2.7. In het "Addendum op arbeidsovereenkomst d.d. 1-5-1992" van 1 december 2003 is tussen belanghebbende en de BV het navolgende overeengekomen, voor zover te dezen van belang:
"Artikel 1.
De bestaande arbeidsovereenkomst laatstelijk gewijzigd d.d. 1-12-00 blijft ongewijzigd.
Artikel 2.
Onder voorbehoud akkoord inspecteur VPB en IB, wordt de pensioenovereenkomst als volgt aangepast.
A. Het pensioen van Eur 23.144,42 gaat nu pas in op 1-4-2006 en wordt jaarlijks zoals gebruikelijk f.55.353,58 (25.118,36) gedoteerd tot eind 2005.
B. Er wordt ten laste van de winst 2003 een indexatie/rente voorziening getroffen van EUR. 50.000 waarvan 10.000 ten laste van de voorziening nog uit te betalen salaris. Het bedrag na VPB wordt toegevoegd aan het vermogen.
C. Het onder A genoemde pensioen wordt op 1-4-2006 verhoogd met een volgens actuariële grondslagen te bepalen pensioen verhoging. Hierbij wordt rekening gehouden met de som van de bestaande pensioenvoorziening bij de B.V., de pensioentoezeggingen van derden aan ondergetekende sub 2, de via B te ontvangen kapitaalsommen en de rentestand en inflatie, een en ander naar de stand van ultimo 2005.
D. Op grond van deze berekening wordt de nieuwe pensioengrondslag bepaald en een nieuwe pensioenbrief vervaardigd die 100% van het pensioen gevend salaris niet zal overschrijden."

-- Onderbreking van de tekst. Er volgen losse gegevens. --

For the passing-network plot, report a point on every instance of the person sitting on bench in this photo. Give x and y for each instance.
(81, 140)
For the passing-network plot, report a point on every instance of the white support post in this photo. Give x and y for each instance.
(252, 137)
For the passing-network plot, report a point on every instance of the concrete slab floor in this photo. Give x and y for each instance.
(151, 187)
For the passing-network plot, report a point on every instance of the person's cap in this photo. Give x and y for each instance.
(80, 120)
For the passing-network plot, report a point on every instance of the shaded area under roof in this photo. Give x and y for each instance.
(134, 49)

In het "Addendum 4 op arbeidsovereenkomst d.d. 1-5-1992" van
1 oktober 2006 (hierna ook: Addendum 4) is tussen belanghebbende en de BV het navolgende overeengekomen, voor zover te dezen van belang:
"Artikel 1.
De bestaande arbeidsovereenkomst laatstelijk gewijzigd d.d. 1-12-00 blijft ongewijzigd met dien verstande dat besloten is het salaris 2005 van ondergetekende sub 2 te verhogen naar 165.000 Euro per jaar gezien de uitstekende resultaten 2005 en 2006 met batenstijgingen van meer dan 50% t.o.v. voorgaande jaren en met goede vooruitzichten naar de toekomst, geheel te danken aan ondergetekende sub 2.
Artikel 2. Het pensioen opgebouwd bij voorgaande werkgevers voor 1990 ad. 48.812,85 resulterend in pensioentekort, wordt aangevuld door de B.V.

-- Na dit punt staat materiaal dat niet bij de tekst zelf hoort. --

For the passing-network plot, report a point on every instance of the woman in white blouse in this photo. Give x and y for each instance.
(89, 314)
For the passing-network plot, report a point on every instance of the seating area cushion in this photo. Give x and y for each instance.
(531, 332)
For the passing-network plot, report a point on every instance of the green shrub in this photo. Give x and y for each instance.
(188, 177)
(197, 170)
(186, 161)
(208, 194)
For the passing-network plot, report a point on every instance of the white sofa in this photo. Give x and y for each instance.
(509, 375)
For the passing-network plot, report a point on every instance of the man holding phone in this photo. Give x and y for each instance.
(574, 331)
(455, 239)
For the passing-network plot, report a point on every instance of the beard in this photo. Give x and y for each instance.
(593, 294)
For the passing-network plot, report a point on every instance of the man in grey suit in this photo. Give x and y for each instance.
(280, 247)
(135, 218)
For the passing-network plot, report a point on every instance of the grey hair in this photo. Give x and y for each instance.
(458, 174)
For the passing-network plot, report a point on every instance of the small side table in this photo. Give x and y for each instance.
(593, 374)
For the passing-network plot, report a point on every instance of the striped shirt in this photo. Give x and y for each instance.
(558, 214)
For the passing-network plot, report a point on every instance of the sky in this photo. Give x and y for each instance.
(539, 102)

Artikel 4. De totale pensioenlast ex art. 1 en 2 bedraagt 562.937,74 EUR.
Artikel 5.
Onder voorbehoud akkoord inspecteur VPB en IB, wordt de pensioenovereenkomst als volgt aangepast.
A. Het pensioen van Eur. 72.801,33 gebaseerd op 40 x 2% =80 % OP, gaat nu pas in op 1-4-2009.

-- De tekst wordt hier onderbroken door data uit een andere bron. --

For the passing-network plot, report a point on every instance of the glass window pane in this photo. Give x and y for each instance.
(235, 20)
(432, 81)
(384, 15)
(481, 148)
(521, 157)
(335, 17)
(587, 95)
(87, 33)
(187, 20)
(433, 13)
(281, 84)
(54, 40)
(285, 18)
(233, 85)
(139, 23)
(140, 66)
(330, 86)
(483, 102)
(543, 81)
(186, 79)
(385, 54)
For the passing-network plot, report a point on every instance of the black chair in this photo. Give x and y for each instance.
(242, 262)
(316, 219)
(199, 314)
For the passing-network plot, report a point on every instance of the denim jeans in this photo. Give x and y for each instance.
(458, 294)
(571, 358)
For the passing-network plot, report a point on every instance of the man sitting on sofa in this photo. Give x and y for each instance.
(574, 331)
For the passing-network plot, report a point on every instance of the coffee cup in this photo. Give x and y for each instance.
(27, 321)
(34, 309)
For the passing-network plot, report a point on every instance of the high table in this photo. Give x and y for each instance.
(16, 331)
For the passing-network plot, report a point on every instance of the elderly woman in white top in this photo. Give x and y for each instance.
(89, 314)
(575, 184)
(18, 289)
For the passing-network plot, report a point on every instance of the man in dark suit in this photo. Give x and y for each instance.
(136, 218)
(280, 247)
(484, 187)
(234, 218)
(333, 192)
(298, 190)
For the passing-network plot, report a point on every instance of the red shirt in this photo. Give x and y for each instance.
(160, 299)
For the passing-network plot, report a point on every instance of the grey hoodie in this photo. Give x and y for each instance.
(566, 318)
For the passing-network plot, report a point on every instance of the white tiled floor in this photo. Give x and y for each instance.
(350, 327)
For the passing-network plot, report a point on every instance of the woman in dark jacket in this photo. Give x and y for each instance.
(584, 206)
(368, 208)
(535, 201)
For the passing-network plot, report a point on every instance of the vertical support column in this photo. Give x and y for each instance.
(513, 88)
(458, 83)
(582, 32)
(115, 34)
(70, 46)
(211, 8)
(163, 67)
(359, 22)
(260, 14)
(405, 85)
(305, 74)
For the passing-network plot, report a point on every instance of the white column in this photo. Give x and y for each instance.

B. De B.V. neemt eenmalig EUR. 82.937,74 van genoemde 562.937,74 EUR voor haar rekening in 2005.
C. Voor het restant ad 480.000 EUR verplicht ondergetekende sub 2 zich de gehele afkoopsom van de kapitaalpolissen B aan te wenden als bijdrage in de pensioenkosten van de B.V. onder het voorbehoud en nadat de inspecteur akkoord is met de nieuwe pensioenregeling.
D. Vooruitlopend op dit akkoord is ondergetekende akkoord met een eenmalige looninhouding van 165.000 over 2005. Het restant (480.000-165.000) ad 315.000 EUR zal worden gefinancierd via 2 jaarlijkse looninhoudingen van 105.000, in totaal 315.000 maar pas nadat inspecteur akkoord heeft gegeven."
In het "Addendum 5 op arbeidsovereenkomst d.d. 1-5-1992" van
1 december 2007 (hierna: Addendum 5) is tussen belanghebbende en de BV het navolgende overeengekomen, voor zover te dezen van belang:
"Artikel 1.
De bestaande arbeidsovereenkomst laatstelijk gewijzigd d.d. 1 oktober 2006 blijft ongewijzigd met dien verstande dat besloten is het salaris 2007 van ondergetekende sub 2 te verhogen naar 190.000 Euro per jaar gezien de uitstekende resultaten 2007 met goede vooruitzichten naar de toekomst, geheel te danken aan ondergetekende sub 2.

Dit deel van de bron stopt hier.